South Korea is one of the few economies worldwide experiencing a productivity increase attributed to artificial intelligence, but rising tensions between the U.S. and China regarding semiconductor technology may pose challenges to this growth, according to analysts at Bank of America.
The semiconductor sector represents 17% of South Korea’s exports, and the nation has benefitted significantly from the AI boom, with its exports rising by over 50% year-over-year. Analysts believe that South Korea’s substantial investment in AI research and development, along with an increasing number of AI-related patents, will strengthen its position in the adoption of AI technologies.
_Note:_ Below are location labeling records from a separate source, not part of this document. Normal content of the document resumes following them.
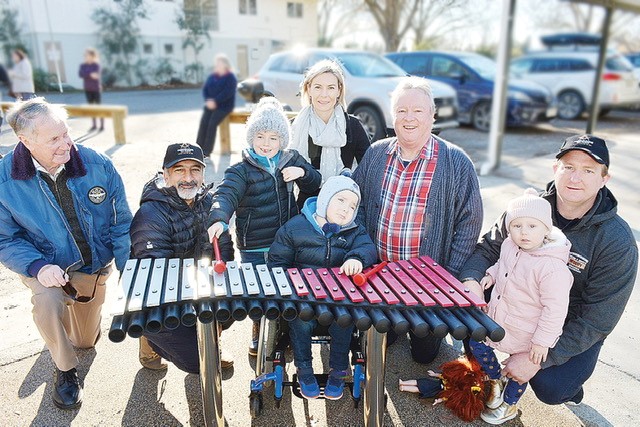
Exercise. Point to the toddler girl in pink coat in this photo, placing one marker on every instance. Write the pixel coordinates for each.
(530, 297)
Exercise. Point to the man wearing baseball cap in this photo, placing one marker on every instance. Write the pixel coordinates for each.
(603, 260)
(171, 223)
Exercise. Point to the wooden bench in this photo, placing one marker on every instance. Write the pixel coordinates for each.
(238, 117)
(115, 112)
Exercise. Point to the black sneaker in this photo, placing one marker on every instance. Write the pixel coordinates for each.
(67, 391)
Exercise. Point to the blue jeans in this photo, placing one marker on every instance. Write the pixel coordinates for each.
(490, 365)
(561, 383)
(301, 332)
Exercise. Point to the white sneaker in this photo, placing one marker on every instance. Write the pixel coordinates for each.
(495, 398)
(500, 415)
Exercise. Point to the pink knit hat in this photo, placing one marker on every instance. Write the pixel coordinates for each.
(529, 205)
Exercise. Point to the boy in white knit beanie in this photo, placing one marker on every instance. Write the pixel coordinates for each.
(530, 297)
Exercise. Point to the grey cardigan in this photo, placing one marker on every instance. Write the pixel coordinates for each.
(454, 207)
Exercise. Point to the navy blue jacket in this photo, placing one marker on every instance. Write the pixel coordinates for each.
(33, 227)
(261, 201)
(221, 89)
(301, 243)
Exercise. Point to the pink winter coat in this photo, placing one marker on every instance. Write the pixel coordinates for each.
(530, 297)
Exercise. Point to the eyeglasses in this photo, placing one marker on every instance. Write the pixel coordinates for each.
(73, 292)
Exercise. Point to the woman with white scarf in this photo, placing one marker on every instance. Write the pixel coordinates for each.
(323, 133)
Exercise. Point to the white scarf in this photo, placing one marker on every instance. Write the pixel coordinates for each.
(330, 136)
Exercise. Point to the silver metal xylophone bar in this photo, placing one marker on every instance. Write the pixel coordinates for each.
(413, 294)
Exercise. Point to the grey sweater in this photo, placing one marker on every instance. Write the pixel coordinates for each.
(604, 262)
(453, 219)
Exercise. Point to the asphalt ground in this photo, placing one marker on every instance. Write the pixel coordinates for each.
(119, 392)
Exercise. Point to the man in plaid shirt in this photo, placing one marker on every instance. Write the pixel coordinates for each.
(420, 194)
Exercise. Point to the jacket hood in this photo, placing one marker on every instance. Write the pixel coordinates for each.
(604, 208)
(157, 191)
(22, 167)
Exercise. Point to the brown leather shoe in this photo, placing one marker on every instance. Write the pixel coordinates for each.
(149, 358)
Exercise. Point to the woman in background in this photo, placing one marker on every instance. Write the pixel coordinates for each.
(90, 74)
(219, 92)
(21, 76)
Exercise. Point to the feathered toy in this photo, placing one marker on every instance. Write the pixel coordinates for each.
(460, 385)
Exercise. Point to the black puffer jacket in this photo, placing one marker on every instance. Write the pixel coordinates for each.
(301, 244)
(262, 202)
(166, 227)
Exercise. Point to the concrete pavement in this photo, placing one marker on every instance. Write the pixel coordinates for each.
(119, 392)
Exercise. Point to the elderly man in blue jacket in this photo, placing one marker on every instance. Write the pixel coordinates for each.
(63, 219)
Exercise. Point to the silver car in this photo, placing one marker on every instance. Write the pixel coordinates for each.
(370, 79)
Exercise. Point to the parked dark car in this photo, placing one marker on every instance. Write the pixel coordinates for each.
(472, 76)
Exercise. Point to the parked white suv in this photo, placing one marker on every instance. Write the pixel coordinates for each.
(570, 76)
(370, 79)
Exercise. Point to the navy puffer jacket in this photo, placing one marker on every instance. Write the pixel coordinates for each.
(300, 243)
(262, 202)
(166, 227)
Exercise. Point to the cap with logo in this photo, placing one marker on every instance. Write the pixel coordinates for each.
(592, 145)
(179, 152)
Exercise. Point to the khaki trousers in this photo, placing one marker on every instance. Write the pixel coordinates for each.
(64, 323)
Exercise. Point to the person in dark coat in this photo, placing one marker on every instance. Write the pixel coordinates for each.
(259, 189)
(91, 79)
(323, 133)
(324, 235)
(171, 223)
(219, 92)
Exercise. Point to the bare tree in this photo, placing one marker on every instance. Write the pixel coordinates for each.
(394, 18)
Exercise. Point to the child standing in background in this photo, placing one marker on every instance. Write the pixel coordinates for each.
(90, 74)
(325, 235)
(530, 298)
(259, 189)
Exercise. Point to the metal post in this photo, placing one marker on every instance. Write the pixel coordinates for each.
(594, 109)
(376, 353)
(499, 103)
(210, 374)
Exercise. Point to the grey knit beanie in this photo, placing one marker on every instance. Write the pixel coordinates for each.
(269, 116)
(330, 188)
(529, 205)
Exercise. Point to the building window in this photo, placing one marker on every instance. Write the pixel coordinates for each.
(294, 9)
(201, 14)
(247, 7)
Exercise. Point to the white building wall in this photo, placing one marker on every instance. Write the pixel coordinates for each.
(254, 37)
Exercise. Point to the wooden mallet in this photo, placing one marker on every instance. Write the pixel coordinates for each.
(219, 266)
(361, 278)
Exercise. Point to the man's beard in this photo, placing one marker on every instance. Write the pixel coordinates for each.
(187, 193)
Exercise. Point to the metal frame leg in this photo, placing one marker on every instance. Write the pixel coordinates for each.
(210, 373)
(376, 353)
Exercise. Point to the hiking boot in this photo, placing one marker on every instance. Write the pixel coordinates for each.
(500, 415)
(335, 385)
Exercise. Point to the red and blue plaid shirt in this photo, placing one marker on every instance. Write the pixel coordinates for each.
(403, 201)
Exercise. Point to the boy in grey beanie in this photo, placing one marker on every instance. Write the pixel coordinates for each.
(259, 189)
(325, 235)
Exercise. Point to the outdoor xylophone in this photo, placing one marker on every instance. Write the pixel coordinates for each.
(415, 294)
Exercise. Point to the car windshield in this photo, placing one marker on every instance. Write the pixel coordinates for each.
(369, 65)
(480, 64)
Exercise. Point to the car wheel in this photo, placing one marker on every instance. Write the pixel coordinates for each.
(373, 123)
(570, 105)
(481, 116)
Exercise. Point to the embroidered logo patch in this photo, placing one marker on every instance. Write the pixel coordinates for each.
(577, 262)
(97, 195)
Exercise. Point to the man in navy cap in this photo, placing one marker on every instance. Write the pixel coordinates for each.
(603, 260)
(171, 223)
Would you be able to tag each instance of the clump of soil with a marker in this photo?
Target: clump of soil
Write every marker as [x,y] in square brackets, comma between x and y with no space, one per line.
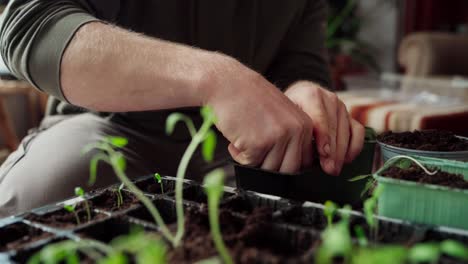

However, potential geopolitical tensions may impact the semiconductor supply chain, particularly the escalating friction between the U.S. and China, which could hinder AI advancement in South Korea. Although South Korea has shifted some of its chip exports away from China to other regions, China and Hong Kong accounted for over 30% of its semiconductor exports in 2023, with exports to the U.S. making up a similar proportion.
Bank of America analysts warned that if geopolitical tensions intensify and the U.S. imposes further trade restrictions on advanced or AI-related chip exports to China, it could critically harm Korea’s memory semiconductor exports.
Additionally, South Korean chip manufacturers rely on China for essential parts and equipment used in chip production. Any disruptions to this supply chain could complicate the ability of South Korean companies to obtain the necessary tools for semiconductor manufacturing.
Reports indicate that the U.S. has requested South Korea to limit exports to China of equipment and technology used for producing memory chips and advanced logic chips, particularly those exceeding 14-nanometers in logic chip technology and 18-nanometers in DRAM memory chips. South Korean officials are reportedly considering this request due to potential impacts on major South Korean companies like Samsung and SK Hynix, which have significant operations in China, its largest trading partner.
Additionally, the Biden administration is said to be contemplating the implementation of an export control mechanism known as the foreign direct product rule against allies that continue to supply chipmaking tools and equipment to China. This rule would prevent the export of any goods to any nation if they are manufactured using a specified percentage of U.S. intellectual property.